Saving Ruby King by Catherine Adel West is a novel about how abuse, secrets and violence pervade and repeat through three generations of African-American Chicagoans living on the South Side. Told through five perspectives – two fathers, their daughters, and the church they attend – Saving Ruby King opens with a murder and ratchets up the tension throughout the book as truths come out and characters try to resolve their troubled relationships.
Why I picked it up: Saving Ruby King got great reviews, and when it came up on my library hold list AND Scribd had it available on audio, I took that as a sign.
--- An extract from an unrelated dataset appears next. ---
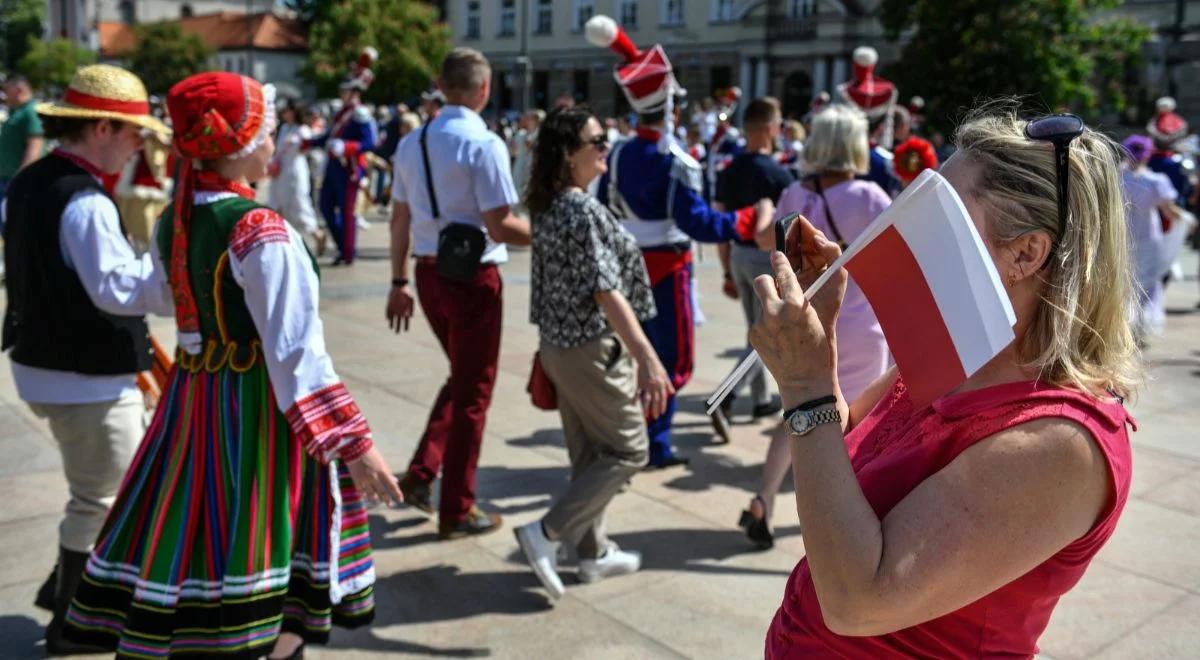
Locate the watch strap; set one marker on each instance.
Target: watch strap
(811, 405)
(814, 418)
Ruby and Layla have been best friends since they were little girls. Layla’s father Jackson is the pastor at their church, and Ruby’s father, Lebanon, a childhood friend of Jackson’s, is an angry violent man with a lot of resentment toward Jackson. When the book opens, Ruby’s mother Alice has been murdered in their house, and Lebanon is the prime suspect. Ruby wants to escape her father’s iron grasp, and Layla is determined to rescue her and get her out of Chicago. Meanwhile, Lebanon and Jackson have their own secrets and a complex relationship to work out.
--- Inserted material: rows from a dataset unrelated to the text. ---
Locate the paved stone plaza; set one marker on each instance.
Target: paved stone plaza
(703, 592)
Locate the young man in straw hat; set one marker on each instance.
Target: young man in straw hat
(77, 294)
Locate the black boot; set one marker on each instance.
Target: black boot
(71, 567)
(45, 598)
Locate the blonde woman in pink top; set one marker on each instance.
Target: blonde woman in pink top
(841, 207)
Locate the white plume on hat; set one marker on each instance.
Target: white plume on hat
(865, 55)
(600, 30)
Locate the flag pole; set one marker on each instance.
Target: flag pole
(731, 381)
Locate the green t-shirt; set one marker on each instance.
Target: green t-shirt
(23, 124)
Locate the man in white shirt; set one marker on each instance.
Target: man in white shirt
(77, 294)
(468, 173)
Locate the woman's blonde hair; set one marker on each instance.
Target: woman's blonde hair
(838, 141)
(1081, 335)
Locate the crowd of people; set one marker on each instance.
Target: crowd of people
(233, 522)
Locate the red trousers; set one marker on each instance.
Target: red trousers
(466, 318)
There is a lot to like about West’s debut novel. You may think you know who the villains are, but the characters in Saving Ruby King are too complex for that. The worst among them have themselves endured pain and trauma that made them who they are – and that trauma gets passed along to the next generation. Calvary Hope Christian Church serves as the center of this community, the omniscient observer of its congregants’ lives and interactions. In addition to the intense family drama, West covers institutional racism and the South Side and police violence. Saving Ruby King felt almost Shakespearean to me, with trauma, betrayal and murder threading in parallel through the generations. For a debut novel, this plot is impressively complex.
There were a few things that kept Saving Ruby King from being a five-star read. First, for the first 100 pages or so, I had a hard time keeping the bloodlines straight. Second, there was too much telling instead of showing when it came to the characters. I prefer to get into characters’ heads and understand their motivations through their actions rather than being told how they are feeling by the author. Overall, though, Saving Ruby King was a very good book, and I recommend it.
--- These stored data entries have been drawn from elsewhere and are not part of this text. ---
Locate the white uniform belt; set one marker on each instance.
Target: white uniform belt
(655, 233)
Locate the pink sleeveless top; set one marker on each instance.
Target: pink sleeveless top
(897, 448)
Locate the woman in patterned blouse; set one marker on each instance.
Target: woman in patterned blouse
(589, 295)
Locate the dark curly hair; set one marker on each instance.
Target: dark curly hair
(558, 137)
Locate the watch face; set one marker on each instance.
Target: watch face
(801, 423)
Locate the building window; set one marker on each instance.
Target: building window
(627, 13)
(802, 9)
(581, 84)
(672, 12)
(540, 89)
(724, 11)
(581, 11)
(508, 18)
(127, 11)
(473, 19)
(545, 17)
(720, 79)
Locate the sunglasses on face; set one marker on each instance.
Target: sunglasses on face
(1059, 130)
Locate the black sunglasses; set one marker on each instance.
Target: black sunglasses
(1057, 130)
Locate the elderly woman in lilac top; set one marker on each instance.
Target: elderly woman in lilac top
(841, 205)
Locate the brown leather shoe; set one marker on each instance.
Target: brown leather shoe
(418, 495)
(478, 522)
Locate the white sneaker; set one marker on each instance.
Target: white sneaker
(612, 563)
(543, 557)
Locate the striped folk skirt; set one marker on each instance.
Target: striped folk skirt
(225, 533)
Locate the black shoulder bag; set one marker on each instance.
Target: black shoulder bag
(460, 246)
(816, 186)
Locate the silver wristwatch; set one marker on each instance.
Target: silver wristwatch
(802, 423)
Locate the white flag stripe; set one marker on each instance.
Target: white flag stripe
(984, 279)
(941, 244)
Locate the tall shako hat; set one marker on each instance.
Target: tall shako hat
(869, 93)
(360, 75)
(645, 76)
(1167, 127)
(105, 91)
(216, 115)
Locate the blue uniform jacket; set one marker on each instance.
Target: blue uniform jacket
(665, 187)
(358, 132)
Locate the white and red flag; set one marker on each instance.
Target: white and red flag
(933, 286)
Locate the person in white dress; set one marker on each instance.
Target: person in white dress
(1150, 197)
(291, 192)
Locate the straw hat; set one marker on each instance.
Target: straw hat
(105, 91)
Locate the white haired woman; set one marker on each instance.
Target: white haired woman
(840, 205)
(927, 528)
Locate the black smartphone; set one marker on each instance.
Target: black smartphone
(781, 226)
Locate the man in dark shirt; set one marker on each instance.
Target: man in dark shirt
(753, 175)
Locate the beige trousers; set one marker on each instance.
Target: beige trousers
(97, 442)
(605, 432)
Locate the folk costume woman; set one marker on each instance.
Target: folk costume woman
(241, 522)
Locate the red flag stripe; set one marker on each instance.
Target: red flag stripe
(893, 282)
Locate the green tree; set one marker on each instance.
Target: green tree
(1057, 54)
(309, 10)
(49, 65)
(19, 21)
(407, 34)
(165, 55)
I listened to Saving Ruby King on audio. There are 5 narrators, and I thought the three male narrators were very good (Adam Lazarre-White, who voiced Lebanon, was excellent) but the two female narrators – the voices of Layla and Ruby – were weaker. They sounded too young and girly. Overall the audio is quite good, but some of my confusion in the beginning of the book may have been exacerbated by doing it on audio.
Saving Ruby King was Book #52 of 2020.